D: None of the above is incorrect as allowing the patient to talk is a crucial step in providing appropriate care for a patient who has experienced trauma.
Which finding is most indicative of refeeding syndrome in a patient with anorexia nervosa?
- A. Increased energy and mental clarity after eating.
- B. Electrolyte imbalances, particularly hypophosphatemia.
- C. A sudden increase in appetite and food cravings.
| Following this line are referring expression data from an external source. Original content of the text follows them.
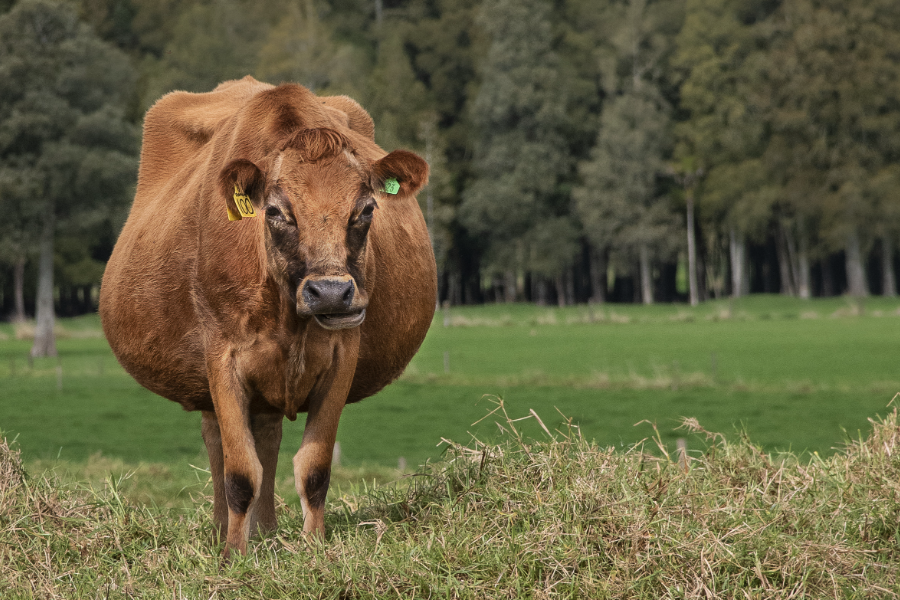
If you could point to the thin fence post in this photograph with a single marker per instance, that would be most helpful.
(336, 455)
(683, 460)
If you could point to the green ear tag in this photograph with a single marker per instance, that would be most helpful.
(391, 186)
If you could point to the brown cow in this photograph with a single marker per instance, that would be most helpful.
(321, 298)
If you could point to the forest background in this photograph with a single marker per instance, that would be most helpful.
(581, 150)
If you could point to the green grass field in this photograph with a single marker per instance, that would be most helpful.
(798, 375)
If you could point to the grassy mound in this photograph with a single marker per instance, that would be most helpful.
(558, 518)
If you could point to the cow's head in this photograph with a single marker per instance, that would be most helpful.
(318, 198)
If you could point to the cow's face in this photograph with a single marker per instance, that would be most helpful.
(318, 201)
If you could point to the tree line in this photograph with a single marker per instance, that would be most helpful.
(581, 150)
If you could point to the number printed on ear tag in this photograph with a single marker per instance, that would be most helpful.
(391, 186)
(242, 200)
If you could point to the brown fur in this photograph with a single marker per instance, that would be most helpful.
(225, 317)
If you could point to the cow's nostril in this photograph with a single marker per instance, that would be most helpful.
(324, 296)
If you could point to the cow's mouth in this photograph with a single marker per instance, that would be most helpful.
(341, 320)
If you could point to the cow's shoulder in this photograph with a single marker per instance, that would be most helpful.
(180, 123)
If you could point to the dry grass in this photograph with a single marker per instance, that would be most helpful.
(559, 518)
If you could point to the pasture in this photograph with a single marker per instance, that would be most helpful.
(554, 518)
(793, 375)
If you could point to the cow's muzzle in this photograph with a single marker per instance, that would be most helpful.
(334, 302)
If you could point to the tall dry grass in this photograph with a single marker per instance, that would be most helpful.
(560, 518)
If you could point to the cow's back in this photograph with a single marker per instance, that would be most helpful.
(146, 303)
(147, 300)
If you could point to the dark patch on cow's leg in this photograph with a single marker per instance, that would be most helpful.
(212, 437)
(238, 492)
(316, 487)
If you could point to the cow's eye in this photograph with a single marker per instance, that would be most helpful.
(273, 213)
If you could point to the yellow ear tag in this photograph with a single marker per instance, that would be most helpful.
(245, 207)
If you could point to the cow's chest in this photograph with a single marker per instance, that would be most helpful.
(285, 373)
- D. Rapid weight gain and hypertension.
Correct Answer: B
Rationale: The correct answer is B because refeeding syndrome is characterized by electrolyte imbalances, especially hypophosphatemia, due to rapid reintroduction of nutrition. This can lead to serious complications like cardiac arrhythmias and respiratory failure. Increased energy and mental clarity (A) are not specific to refeeding syndrome. A sudden increase in appetite and food cravings (C) may occur but are not indicative of refeeding syndrome. Rapid weight gain and hypertension (D) are not typically seen in refeeding syndrome.
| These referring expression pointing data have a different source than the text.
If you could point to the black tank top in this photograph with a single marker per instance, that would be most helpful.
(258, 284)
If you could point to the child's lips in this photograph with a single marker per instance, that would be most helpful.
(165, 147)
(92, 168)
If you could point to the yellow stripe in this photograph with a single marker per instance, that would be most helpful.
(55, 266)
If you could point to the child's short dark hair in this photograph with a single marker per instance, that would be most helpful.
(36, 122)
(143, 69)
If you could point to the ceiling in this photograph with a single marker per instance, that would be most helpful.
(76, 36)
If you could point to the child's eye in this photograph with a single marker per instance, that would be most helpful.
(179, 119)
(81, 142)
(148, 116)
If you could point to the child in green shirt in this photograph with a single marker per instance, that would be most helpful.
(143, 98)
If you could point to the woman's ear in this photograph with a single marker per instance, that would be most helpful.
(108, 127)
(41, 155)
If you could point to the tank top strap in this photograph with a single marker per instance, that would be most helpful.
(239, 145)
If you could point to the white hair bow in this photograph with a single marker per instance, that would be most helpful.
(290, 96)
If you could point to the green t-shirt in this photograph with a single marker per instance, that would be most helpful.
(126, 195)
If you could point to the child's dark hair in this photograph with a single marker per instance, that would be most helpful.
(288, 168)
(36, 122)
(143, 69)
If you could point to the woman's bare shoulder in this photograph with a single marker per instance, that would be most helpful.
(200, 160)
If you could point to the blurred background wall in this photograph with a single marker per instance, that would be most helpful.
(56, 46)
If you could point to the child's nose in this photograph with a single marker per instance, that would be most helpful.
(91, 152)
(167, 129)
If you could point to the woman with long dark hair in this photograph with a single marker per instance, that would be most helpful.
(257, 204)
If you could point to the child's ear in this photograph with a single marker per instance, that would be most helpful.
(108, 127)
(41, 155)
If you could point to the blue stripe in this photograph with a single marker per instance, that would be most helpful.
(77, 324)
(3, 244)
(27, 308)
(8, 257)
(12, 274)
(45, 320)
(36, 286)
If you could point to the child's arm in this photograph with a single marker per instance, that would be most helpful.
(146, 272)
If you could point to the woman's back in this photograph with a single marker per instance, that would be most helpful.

A client with undifferentiated schizophrenia is readmitted for an acute exacerbation of the disorder. The goal of hospitalization is symptom stabilization. The nurse has documented that, in addition to experiencing auditory hallucinations, the client seems uninterested in activities, has difficulty completing tasks, seems forgetful, and seems puzzled by information and directions given by staff. The nurse's plans for intervention will be effective if these behaviors are attributed to:
- A. Social isolation
- B. Deficient knowledge
- C. Situational low self-esteem
- D. Problems in cognitive functioning
Correct Answer: D
Rationale: The correct answer is D: Problems in cognitive functioning. In undifferentiated schizophrenia, cognitive deficits are common, leading to difficulties in memory, attention, problem-solving, and executive functioning. The client's symptoms of forgetfulness, difficulty completing tasks, being puzzled by information, and auditory hallucinations are indicative of cognitive impairment. Interventions should focus on addressing these cognitive deficits to improve the client's ability to function.
Incorrect choices:
A: Social isolation - This choice does not address the cognitive deficits and symptoms described by the client, such as forgetfulness and difficulty completing tasks.
B: Deficient knowledge - While cognitive deficits may contribute to deficient knowledge, the primary concern in this scenario is the client's cognitive functioning impairments.
C: Situational low self-esteem - This choice does not explain the cognitive deficits and symptoms experienced by the client, which are more indicative of problems in cognitive functioning.